There were no differences in pain scores (converted to 0–100 if possible; if not possible, data were not included in the analysis) at 12 and 24 hours after delivery between groups (Table 4). Pain was measured in most studies using a visual analog scale (0–10-cm10,38–40,42,45). Other scales used among the studies included 0 to 5 differential verbal pain score rating41 and a 0 to 21 cumulative scoring system.3 Morphine consumption at 24 hours was similar between groups (Fig. 5).
Maternal Side Effects
The 24-hour incidences of maternal nausea or vomiting, vomiting, need for antiemetics, pruritus, and severe pruritus are outlined in Table 4. The incidence of pruritus was greater in the HD group (Fig. 6). The number needed to harm for pruritus and severe pruritus was 5.9 (95% CI, 3.4–20.0; P = 0.007), 7.0 (95% CI, 4.0–50.0; P = 0.02), respectively.

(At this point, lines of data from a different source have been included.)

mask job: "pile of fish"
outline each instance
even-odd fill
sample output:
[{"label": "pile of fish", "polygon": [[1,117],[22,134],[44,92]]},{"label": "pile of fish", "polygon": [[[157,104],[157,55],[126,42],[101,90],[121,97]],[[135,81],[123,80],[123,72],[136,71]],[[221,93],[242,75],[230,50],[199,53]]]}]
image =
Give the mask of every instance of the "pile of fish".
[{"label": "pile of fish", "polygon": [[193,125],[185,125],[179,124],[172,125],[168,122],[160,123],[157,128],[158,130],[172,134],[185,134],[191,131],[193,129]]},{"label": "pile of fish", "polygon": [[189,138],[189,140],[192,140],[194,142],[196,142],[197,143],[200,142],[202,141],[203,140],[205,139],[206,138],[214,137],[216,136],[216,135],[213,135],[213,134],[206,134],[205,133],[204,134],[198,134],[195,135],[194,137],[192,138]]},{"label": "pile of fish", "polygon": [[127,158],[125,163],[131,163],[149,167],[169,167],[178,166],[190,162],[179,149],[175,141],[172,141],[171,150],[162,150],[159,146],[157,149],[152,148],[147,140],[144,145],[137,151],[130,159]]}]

Sensitivity analysis for pruritus was also performed using 4 studies in which there was no allocation concealment9,41–43 and 4 studies in which the allocation concealment was appropriate or unclear.10,38,40,44 In both of these groups, there was a significantly higher incidence of pruritus in the HD group compared with LD group (OR = 0.14; 95% CI, 0.04–0.44; P = 0.0008 for nonconcealed allocation and OR = 0.44; 95% CI, 0.24–0.81; P = 0.009 for the concealed studies). In this sensitivity analysis, the ORs were not statistically different (0.14 vs 0.44; P = 0.08).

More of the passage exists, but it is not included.